One of the most studied theorists today, the French psychologist and physician Henri Wallon, (1879-1962) began his research with neurologically injured children and elaborated a theory of emotion. For him, emotion has a double origin – it is both biological and social and what it guarantees is the survival of the human species. In other words, the emotion has a very peculiar characteristic – it is contagious! What adult can be immune to a baby's cry? This contagious character of emotion leads human beings to take care of their offspring and thus ensure the survival of the species; It is in living with the Other and with the Social Group that we learn to identify, name and deal with our emotions.

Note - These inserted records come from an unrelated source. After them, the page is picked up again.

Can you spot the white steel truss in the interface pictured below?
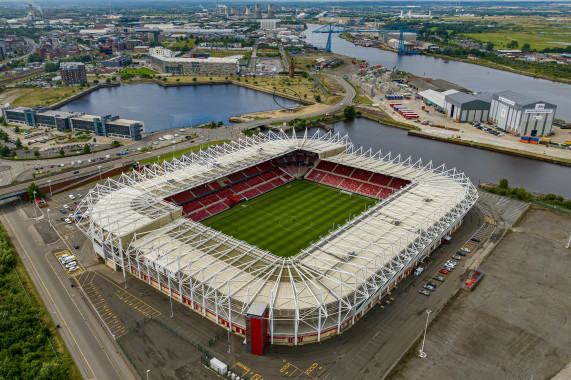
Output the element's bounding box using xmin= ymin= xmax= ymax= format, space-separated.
xmin=75 ymin=130 xmax=478 ymax=344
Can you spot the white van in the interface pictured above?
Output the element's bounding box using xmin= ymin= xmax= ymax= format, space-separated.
xmin=58 ymin=254 xmax=70 ymax=263
xmin=69 ymin=194 xmax=76 ymax=200
xmin=414 ymin=267 xmax=424 ymax=276
xmin=61 ymin=255 xmax=75 ymax=264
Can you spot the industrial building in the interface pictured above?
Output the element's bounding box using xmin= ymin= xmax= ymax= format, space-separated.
xmin=418 ymin=89 xmax=458 ymax=110
xmin=260 ymin=19 xmax=281 ymax=30
xmin=444 ymin=92 xmax=492 ymax=123
xmin=75 ymin=131 xmax=477 ymax=352
xmin=489 ymin=90 xmax=557 ymax=136
xmin=150 ymin=55 xmax=239 ymax=76
xmin=60 ymin=62 xmax=87 ymax=87
xmin=1 ymin=106 xmax=144 ymax=141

Work and school are two areas of human action, which trigger emotions par excellence, however until the mid-twentieth century, emotion was totally discarded from its domains under the influence of thought. Cartesian.
Today, the concept of emotional intelligence introduced by Daniel Goleman, based on studies by Howard Gardner has been extensively approached and developed in companies by resource professionals humans; as well as Henri Wallon's theory of emotion, it has been deeply studied by educators and school psychologists in order to better understand the teaching-learning process.
Did you find it difficult to understand all this? But, between us, the subject is contagious isn't it?!
Attached is a brief text* by the English philosopher Bertrand Russell (1872/1970) that may help or complicate... Let yourself be moved!
* text written in Portuguese from Portugal.
A (Bad) Emotion Controlled by Reason
There is the idea that when reason is given all freedom it destroys all deep emotions. This opinion seems to me to be due to an entirely wrong conception of the function of reason in human life. It is not the purpose of reason to generate emotions, although it may be part of its function to find ways to prevent such emotions from being an obstacle to well-being. Finding ways to lessen hatred and envy is undoubtedly part of the function of rational psychology. But it is a mistake to suppose that by lessening these passions we will at the same time lessen the intensity of those passions which reason does not condemn.
In passionate love, in parental affection, in friendship, in benevolence, in devotion to the sciences or the arts, there is nothing that reason wishes to diminish. The rational man, when he feels these emotions, will be glad to feel them and should do nothing to diminish his intensity, because they are all part of true life, that is, life whose goal is happiness, its own and of others.
There is nothing irrational about passions like passions, and many irrational people feel only the most trivial passions. No one should fear that choosing reason will make life sad. On the contrary, for reason generally consists of inner harmony; the man who performs it feels freer in contemplating the world and using his energy to achieve his outward purposes, than the man who is continually embarrassed by conflicts intimate. Nothing is as depressing as being closed in on yourself, nothing is as comforting as having your attention and energy directed to the outside world.
Bertrand Russell, in 'The Conquest of Happiness'.